No I have never used that tool. I use the rigid one stop wrench. https://www.google.com/search?q=rid...AUICSgC&biw=320&bih=404#imgrc=kMxLejkjpMFHVM: works like a charm


Sent from my iPhone using Tapatalk


----------



## OpenSights (Mar 23, 2015)

The Dane said:


> No I have never used that tool. I use the rigid one stop wrench. https://www.google.com/search?q=rid...AUICSgC&biw=320&bih=404#imgrc=kMxLejkjpMFHVM: works like a charm
> 
> 
> Sent from my iPhone using Tapatalk


Looking at that, looks great! But not for tight spaces. This is a ratcheting kind of tool.
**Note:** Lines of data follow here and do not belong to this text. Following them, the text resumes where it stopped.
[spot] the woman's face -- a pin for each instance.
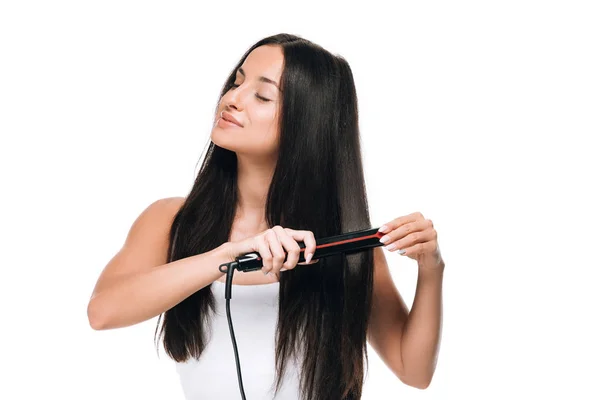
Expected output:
(254, 102)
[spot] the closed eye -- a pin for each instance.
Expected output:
(257, 95)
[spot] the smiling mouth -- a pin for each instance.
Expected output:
(223, 123)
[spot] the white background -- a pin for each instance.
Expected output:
(481, 115)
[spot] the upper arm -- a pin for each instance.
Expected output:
(388, 315)
(147, 242)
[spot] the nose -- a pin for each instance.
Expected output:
(233, 97)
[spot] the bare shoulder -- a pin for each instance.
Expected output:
(147, 242)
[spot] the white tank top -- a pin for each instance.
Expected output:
(254, 310)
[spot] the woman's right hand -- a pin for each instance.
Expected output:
(273, 244)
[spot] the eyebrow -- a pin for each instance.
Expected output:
(261, 78)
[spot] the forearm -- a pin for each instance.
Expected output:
(422, 330)
(138, 297)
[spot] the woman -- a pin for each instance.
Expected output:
(284, 165)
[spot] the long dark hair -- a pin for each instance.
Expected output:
(318, 185)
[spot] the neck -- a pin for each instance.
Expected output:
(253, 181)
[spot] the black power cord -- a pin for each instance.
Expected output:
(348, 242)
(229, 268)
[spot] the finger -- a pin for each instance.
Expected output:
(308, 238)
(276, 250)
(418, 250)
(412, 239)
(265, 253)
(405, 230)
(291, 247)
(395, 223)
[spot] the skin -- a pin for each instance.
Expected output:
(407, 341)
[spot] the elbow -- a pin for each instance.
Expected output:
(417, 384)
(95, 317)
(421, 381)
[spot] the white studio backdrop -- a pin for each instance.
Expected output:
(481, 115)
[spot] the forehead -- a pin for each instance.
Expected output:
(264, 61)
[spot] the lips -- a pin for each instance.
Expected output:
(228, 117)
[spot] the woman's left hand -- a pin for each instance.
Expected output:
(413, 236)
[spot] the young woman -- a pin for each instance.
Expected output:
(284, 165)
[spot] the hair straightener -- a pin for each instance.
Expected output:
(350, 242)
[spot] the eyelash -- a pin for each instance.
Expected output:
(257, 96)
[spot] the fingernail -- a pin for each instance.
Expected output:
(308, 257)
(384, 239)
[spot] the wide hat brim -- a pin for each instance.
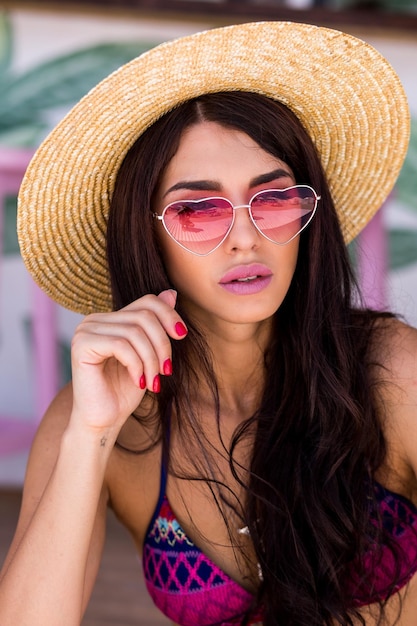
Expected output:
(344, 92)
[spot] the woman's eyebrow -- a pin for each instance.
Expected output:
(194, 185)
(212, 185)
(269, 177)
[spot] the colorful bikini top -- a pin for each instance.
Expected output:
(191, 590)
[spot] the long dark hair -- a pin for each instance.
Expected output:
(318, 440)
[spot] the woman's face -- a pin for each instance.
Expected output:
(244, 280)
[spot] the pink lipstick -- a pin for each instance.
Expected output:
(246, 280)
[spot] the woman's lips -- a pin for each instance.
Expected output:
(246, 279)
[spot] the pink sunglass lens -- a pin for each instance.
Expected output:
(281, 214)
(199, 225)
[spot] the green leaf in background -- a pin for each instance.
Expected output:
(5, 46)
(53, 86)
(406, 187)
(60, 82)
(402, 245)
(10, 244)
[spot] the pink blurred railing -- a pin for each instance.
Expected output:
(16, 433)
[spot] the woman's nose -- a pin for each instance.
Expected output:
(243, 234)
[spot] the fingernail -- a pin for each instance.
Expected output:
(167, 367)
(180, 329)
(156, 387)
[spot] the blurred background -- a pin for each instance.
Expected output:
(51, 54)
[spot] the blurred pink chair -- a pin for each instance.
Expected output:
(16, 433)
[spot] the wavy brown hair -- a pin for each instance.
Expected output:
(318, 439)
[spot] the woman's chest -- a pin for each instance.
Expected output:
(180, 509)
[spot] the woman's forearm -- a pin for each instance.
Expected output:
(43, 580)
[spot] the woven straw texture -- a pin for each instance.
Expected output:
(345, 93)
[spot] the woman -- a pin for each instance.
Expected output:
(246, 419)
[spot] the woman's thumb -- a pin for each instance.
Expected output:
(169, 296)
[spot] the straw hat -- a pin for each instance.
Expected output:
(343, 91)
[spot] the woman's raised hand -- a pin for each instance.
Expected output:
(117, 356)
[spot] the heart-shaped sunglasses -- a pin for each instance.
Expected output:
(200, 226)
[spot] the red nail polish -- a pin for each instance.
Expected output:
(167, 367)
(156, 387)
(180, 329)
When you have to flip flop a crescent wrench to get 1/8 of a turn.


----------



## Debo22 (Feb 15, 2015)

Same answer as The Dane, it works pretty well in tight spots. The one you have looks like it might come in handy once in a while. I keep a tool box on the truck for specialty tools that rarely get used but save your ass when you need them.


----------



## Gargalaxy (Aug 14, 2013)

Got both wrenches, the Pasco one for more than 10 years now and just used it every once in awhile, it's comes handy in tight spaces.


----------



## WashingtonPlung (Jul 25, 2016)

Gargalaxy said:


> Got both wrenches, the Pasco one for more than 10 years now and just used it every once in awhile, it's comes handy in tight spaces.
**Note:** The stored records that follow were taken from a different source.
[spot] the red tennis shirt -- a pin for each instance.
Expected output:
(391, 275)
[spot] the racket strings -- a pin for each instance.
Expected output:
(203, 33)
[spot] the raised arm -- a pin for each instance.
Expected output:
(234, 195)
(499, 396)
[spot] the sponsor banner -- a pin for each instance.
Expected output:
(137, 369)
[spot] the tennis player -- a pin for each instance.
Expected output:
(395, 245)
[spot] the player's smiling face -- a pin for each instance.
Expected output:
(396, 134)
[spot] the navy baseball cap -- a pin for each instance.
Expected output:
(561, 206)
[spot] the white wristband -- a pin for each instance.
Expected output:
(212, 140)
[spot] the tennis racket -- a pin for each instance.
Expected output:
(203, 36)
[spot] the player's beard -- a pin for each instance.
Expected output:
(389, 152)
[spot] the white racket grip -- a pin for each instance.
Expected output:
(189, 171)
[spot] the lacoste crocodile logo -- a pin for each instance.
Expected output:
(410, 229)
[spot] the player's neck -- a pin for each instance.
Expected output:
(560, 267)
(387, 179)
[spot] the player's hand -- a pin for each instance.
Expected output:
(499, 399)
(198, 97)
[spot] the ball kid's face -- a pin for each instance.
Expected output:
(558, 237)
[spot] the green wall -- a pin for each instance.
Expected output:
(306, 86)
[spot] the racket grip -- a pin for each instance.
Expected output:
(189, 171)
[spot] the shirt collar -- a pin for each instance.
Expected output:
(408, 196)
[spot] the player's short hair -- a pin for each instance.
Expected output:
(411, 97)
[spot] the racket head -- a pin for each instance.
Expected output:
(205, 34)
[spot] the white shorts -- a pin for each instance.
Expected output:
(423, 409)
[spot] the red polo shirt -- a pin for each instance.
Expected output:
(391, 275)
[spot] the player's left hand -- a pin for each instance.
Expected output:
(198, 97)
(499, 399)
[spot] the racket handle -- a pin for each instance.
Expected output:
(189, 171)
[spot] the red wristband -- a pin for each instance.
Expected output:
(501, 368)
Own both and the Ridgid is way better. The other one will slip over time and you will crack your knuckles on it. Save your knuckles and just use the ridgid wrench.


----------



## OpenSights (Mar 23, 2015)

Just ordered the one stop. Thanks for the advice! I'll keep the pasco on my truck just in case.


----------



## The Dane (Feb 19, 2015)

One can never have too many tools 


Sent from my iPhone using Tapatalk


----------



## KoleckeINC (Oct 22, 2011)

Got one, That's the Pasco dual kwik tite, you'll like and need the angle on wrench to go with it. Threads onto a 3/8comp or 1/2 fip


----------